When we first started hurtling people out into the cold vastness of space at 17,500 miles per hour, we didn’t leave them hanging up there for too long. How long astronauts got to live in space became longer as technology progressed and space stations became a thing. Also, some of the things we shot off into space both before and after haven’t necessarily dropped back with any expediency either. Let’s look at some numbers, shall we?
Things got a lot more comfy for astronauts around the time the Russian space station Mir was put into orbit. It was only a little longer than that before we started seeing some serious records set. In fact it was a Russian cosmonaut by the name of Valeri Polyakov who has the honor of staying up in space for the longest amount of time. Mr. Polyakov went up into space on January 8, 1994 and didn’t fall back down until March 22 of the next year, for a total of 437 days. Hope he had some good books to read.

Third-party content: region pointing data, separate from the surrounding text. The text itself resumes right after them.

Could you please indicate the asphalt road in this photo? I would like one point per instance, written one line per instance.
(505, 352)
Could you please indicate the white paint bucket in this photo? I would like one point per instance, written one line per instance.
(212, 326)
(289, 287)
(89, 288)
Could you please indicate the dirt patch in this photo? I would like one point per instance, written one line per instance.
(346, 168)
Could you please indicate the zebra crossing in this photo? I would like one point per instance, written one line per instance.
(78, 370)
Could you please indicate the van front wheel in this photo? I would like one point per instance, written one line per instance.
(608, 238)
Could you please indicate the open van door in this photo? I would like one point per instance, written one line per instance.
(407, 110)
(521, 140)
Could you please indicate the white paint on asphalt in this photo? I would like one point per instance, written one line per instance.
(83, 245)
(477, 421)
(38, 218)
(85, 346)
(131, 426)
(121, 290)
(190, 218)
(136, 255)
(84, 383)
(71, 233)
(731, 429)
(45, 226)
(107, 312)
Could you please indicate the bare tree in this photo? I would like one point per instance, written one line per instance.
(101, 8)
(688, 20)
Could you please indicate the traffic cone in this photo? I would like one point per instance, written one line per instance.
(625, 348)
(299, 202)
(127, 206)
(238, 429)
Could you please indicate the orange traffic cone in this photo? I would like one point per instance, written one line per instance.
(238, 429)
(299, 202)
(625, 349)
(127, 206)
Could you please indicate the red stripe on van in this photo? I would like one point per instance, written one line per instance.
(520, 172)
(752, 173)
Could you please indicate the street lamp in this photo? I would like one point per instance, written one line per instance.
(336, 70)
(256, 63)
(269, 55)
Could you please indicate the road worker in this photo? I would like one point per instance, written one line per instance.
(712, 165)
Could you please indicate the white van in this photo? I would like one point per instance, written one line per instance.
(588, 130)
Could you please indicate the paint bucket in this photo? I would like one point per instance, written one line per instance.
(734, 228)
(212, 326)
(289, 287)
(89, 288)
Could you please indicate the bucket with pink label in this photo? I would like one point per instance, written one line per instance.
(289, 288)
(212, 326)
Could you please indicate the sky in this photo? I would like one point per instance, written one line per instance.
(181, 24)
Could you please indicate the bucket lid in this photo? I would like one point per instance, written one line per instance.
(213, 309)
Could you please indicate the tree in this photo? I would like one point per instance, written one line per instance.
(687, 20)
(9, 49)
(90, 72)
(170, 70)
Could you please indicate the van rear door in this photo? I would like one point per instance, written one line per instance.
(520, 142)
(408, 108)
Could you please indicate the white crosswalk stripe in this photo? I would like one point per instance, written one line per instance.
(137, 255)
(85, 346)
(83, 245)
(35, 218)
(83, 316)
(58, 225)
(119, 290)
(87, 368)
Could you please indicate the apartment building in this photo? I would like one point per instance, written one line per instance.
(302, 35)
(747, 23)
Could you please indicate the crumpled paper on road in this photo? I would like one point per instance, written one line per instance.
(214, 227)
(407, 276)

The Mir space station was de-orbited in 2001, but the International Space Station continues to rock it in Earth orbit. First launched in 1998, the ISS continues to house brave men and women, having done so for nearly seventeen continuous years and making it the current record holder. Some estimate that the station could be useful for up to thirty years.
For the longest anything sent into space by man, we turn to the Vanguard 1. The satellite was launched all the way back in 1958 to obtain geo-something something… It measured scientific stuff. Despite losing contact with it in 1964, the little metal ball that could is still swinging around our big blue marble. It’s estimated it will continue to do that for at least two more centuries. Now that’s staying power!